January 19, 2004

CLI magic: making and melting tarballs

Author: Joe Barr

This is important. We're talking about tar, that sticky software that bonds files together into one big ball. It's one of the most important programs you'll learn to use from the Linux CLI. Why? Because most free/open source software makes use of tar in distributing itself, that's why. So unless you know - at a minimum - how to untar a tarball, you will remain cut off from a vital flow, nay, from the heartbeat of free/open source software. That's why tar is a necessary skill for you to learn. That, and the fact you need to know how to use it to earn your CLI merit-badge.

Introduction to tar

The name comes from Tape Archive. It's no wonder it's so widely used by the open source community, especially in the distribution of software. Tar allows developers to create a "tarball" containing everything needed, including directory structures, to build and install complex applications from their source code.
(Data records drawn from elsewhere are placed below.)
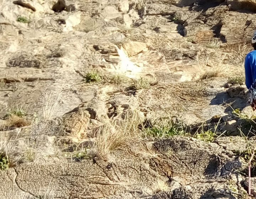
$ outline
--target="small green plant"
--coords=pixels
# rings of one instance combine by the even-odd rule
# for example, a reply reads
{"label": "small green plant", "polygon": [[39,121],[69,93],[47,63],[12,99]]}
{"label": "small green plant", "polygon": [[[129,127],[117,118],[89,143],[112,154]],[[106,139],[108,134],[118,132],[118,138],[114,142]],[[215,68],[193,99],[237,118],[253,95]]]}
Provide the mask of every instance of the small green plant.
{"label": "small green plant", "polygon": [[18,108],[17,107],[15,109],[11,110],[9,113],[7,113],[6,116],[10,117],[12,115],[15,115],[20,118],[22,118],[26,114],[26,113],[22,108]]}
{"label": "small green plant", "polygon": [[244,84],[245,79],[244,77],[233,77],[229,79],[228,82],[231,84]]}
{"label": "small green plant", "polygon": [[115,75],[110,78],[110,82],[116,85],[120,85],[123,83],[127,82],[129,79],[127,77],[119,75]]}
{"label": "small green plant", "polygon": [[256,115],[253,115],[249,117],[247,114],[242,113],[239,108],[237,108],[236,109],[233,110],[232,112],[232,113],[233,113],[235,116],[239,118],[240,119],[245,119],[248,120],[249,122],[252,122],[255,123],[254,120],[256,119]]}
{"label": "small green plant", "polygon": [[196,139],[205,142],[212,142],[217,137],[216,133],[211,130],[202,131],[200,133],[196,133],[194,136]]}
{"label": "small green plant", "polygon": [[134,79],[132,81],[134,87],[137,90],[147,88],[150,86],[150,84],[148,80],[143,77],[141,77],[138,80]]}
{"label": "small green plant", "polygon": [[18,17],[17,21],[18,22],[24,23],[26,23],[29,22],[29,21],[26,17]]}
{"label": "small green plant", "polygon": [[168,138],[175,135],[185,135],[186,134],[181,124],[173,121],[162,126],[146,128],[144,131],[146,136],[159,138]]}
{"label": "small green plant", "polygon": [[4,171],[9,168],[10,162],[8,156],[3,152],[0,152],[0,170]]}
{"label": "small green plant", "polygon": [[217,39],[214,39],[209,40],[209,42],[206,44],[206,47],[209,48],[213,49],[217,49],[220,47],[220,43]]}
{"label": "small green plant", "polygon": [[80,151],[75,152],[73,156],[72,159],[75,161],[80,161],[88,158],[88,156],[86,151]]}
{"label": "small green plant", "polygon": [[101,80],[101,77],[98,72],[92,70],[87,72],[85,76],[85,81],[87,83],[98,82]]}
Note that tar does not actually do any compression. It simply sticks all the files together into a single tarball, or archive. Normally the tarball itself is then compressed by another program. But tar is smart enough to handle both the compression and the decompression - using those other programs - if you tell it to do so.

The help found by entering man tar is a bit overwhelming for noobies. Not for you, of course, but for some. Keep in mind that you won't get all there is to grok from "man anything" the first time you use it. But as you learn more about "anything" you can always go back to "man anything" and learn a bit more. As always, we'll follow the KISS principle with tar and try to "Keep It Simple, Stupid."

The decompression chamber

My approach is download everything to a directory reserved for the purpose, and then to decompress the tarball in that directory. That usually results in a new sub-directory with a name similar to the downloaded file itself.

For example, if I downloaded kool-new-app-1.0-3.tgz it would appear in my download directory by that same name. When I decompress the tarball, then a new sub-directory would appear with the name of kool-new-app-1.0-3.

Sometimes contrarians will put the tarball together in such a way that it doesn't create a new subdirectory. Then it's a mess to untangle which files were part of the tarball and which were pre-existing. In those cases, I usually create a subdirectory myself, and then decompress the tarball inside of it.

Note from a reader: If typing those ludicrously long file names gets you frustrated, be sure to let the bash shell help you with that. Type just the first few characters of the file name (like "kool" in the example above) and the press Tab. It will attempt to auto-complete, pausing for you to add more characters to the name if needed. That's much easier than typing long file names with lots of punctuation marks in them.

Let's look at three different tar commands that might be used on a downloaded tarball, depending on whether or not it's compressed, and if it is, the compression scheme used.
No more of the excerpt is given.